We next address the appellant’s contention that he was denied due process because his administrative hearing was conducted before a biased tribunal.

*28This Court has established the rule that a decision made by a tribunal after a formal adversarial hearing, where that tribunal has previously generally supervised an investigation into the same matter or made a prehearing determination of probable cause, is not per se an adjudication rendered by a biased tribunal, as long as the prosecutorial and investigatory aspects of the matter are adequately separated from the adjudicatory function. Redo v. West Goshen Township, 42 Pa. Commonwealth Ct. 468, 401 A.2d 394 (1979); Bruteyn Appeal, 32 Pa. Commonwealth Ct. 541, 380 A.2d 497 (1977). Since we have concluded that the adjudicatory function was adequately separated from the investigation and prosecution below, appellant must establish bias on other grounds. He attempts to do so by alleging a malicious predisposition against him on behalf of the mayor, who presided over the administrative hearing. To support this allegation, appellant presents statements attributed to the mayor by the local press; allegations of an alleged clandestine conspiracy against Schultz by the mayor and the superintendent of police; and allegations of improper delay and improper subpoenas in the administrative hearing process.

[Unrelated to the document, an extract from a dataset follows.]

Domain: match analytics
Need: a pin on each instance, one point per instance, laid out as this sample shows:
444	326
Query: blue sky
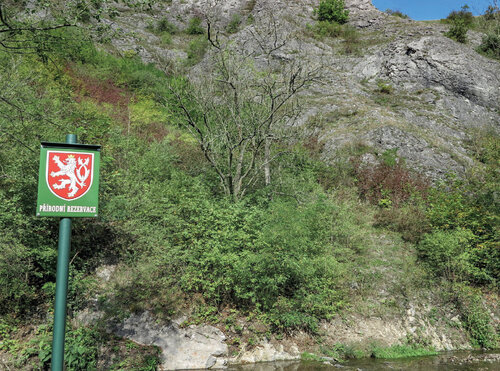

This Court is convinced that these allegations, which were considered by the court below, were properly-rejected after that court’s review. We likewise reject them, and affirm the Order of the Court below.

Order

And Now, the 19th day of March, 1981, the Order of the Court of Common Pleas of Allegheny County, at No. SA 856 of 1979, is affirmed.

Judge MacPhail dissents.

Act of June 15, 1951, P.L. 586, §§1 et seq., as amended, 53 P.S. §§811 et seq.

53 P.S. §814.

See also, Kelly v. Warminster Township Board of Supervisors, 44 Pa. Commonwealth Ct. 457, 404 A.2d 731 (1979); Rayne v. Edgewood School District, 19 Pa. Commonwealth Ct. 353, 339 A.2d 151 (1975).

The appellant urges that the mayor in the instant case played a substantive rule in the investigation of officer Shultz prior to the administrative hearing. To support this allegation, appellant offers evidence that the mayor signed the Township’s Notice of Termination sent to the appellant on September 15, 1978, which stated the charges against Shultz. By signing this document the mayor was merely executing the duties of his office as required by the Administrative Code of Hampton Township, Ordinance 191 of which requires the mayor to approve charges filed against a township police officer. Such an act by the Township’s executive officer does not constitute prosecution. See Northeast Dodge Co. v. State Board of Motor Vehicle Manufactures, Dealers, and Salesmen, 54 Pa. Commonwealth Ct. 82, 420 A.2d 771 (1980).